Steve Hays In other words, you don't want to be logically consistent.
Traci Spielman Why in the world would you take your marching orders on what to think about gays from a book that doesn't even know that slavery is wrong? Leviticus 25: 44-46
It's really clear in this passage, Jeremy, Jews could buy foreign slaves, treat them as property and pass them on to their own children as they do with property. That's the American blueprint for slavery. Exactly what we did here. So sorry that this passage makes you look stupid. Deal with it.
i) Lev 25 doesn't command anyone to buy slaves.
ii) Ancient Israel was in no position to ban human trafficking outside the borders of Israel.
Given the fact of human trafficking, would an individual be better off as a Jewish slave or pagan slave?
Under the Mosaic law, Jewish slaves enjoyed certain rights which they did not enjoy under ANE paganism.
So that mitigates evil.
Traci Spielman It's called empathy, Jim. You've heard of it. Treat people as you wish to be treated. Pass them down to your kids as property? That's not very empathetic. How hard is this concept? What a wonderful day today is! Thanks Supreme Court!
Steve Hays You're dodging the question of whether there's a moral duty to be empathetic.
Traci Spielman People used your absolute moral standard to fight against interracial marriage, for slavery and against womens right to vote. On the wrong side of every significant movement for centuries. Great moral standard you have. And today you are using it to sit on the wrong side of gay marriage. So pathetic.
Steve Hays Traci, that begs the question.
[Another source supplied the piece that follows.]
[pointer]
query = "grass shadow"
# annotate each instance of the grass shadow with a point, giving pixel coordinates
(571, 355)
What's your objective basis for attacking Biblical morality–as you (mis-)understand it?
Steve Hays Daniel, have you have looked at the CDC warnings about the health hazards of the homosexual lifestyle? You must hate homosexuals when you encourage them to persist in a self-destructive lifestyle.
Daniel McGrath Womp womp
Steve Hays So, Daniel, you have no factual rebuttal. You don't really love homosexuals after all. You don't care about the grave medical consequences of their behavior. Thanks for showing your true colors.
Daniel McGrath Woooomp woooomp woooooooooooooomp
Steve Hays Daniel, thanks for illustrating your inability to mount an intellectual defense of your position. I appreciate your admission of defeat.
Rebecca Hoy Don't like gay marriage? Don't get gay married, or as we are calling it now, marriage.
Steve Hays Do you apply that logic to other behavior? Don't like rape? Don't rape anyone!
That lets rapists off the hook.
Don't like serial murder? Don't commit murder!
That lets Ted Bundy off the hook.
Rebecca Hoy All of this just makes me laugh. The fact that you think a religion based on some writings by men living in a tiny sandbox half way around the world 2000ish years ago has any bearing on anything we do here is absurd. I was raised in a Lutheran church, Sunday school and church every week. I'm not here seeking anything. I just think all is freaking out over simple and fair legal status is ridiculous.
Be good for its own sake.
Do the right thing simply because it's the right thing.
Protect the weak.
No one is more deserving than anyone else of fairness.
Those are my commandments.
Steve Hays How do you know what is good?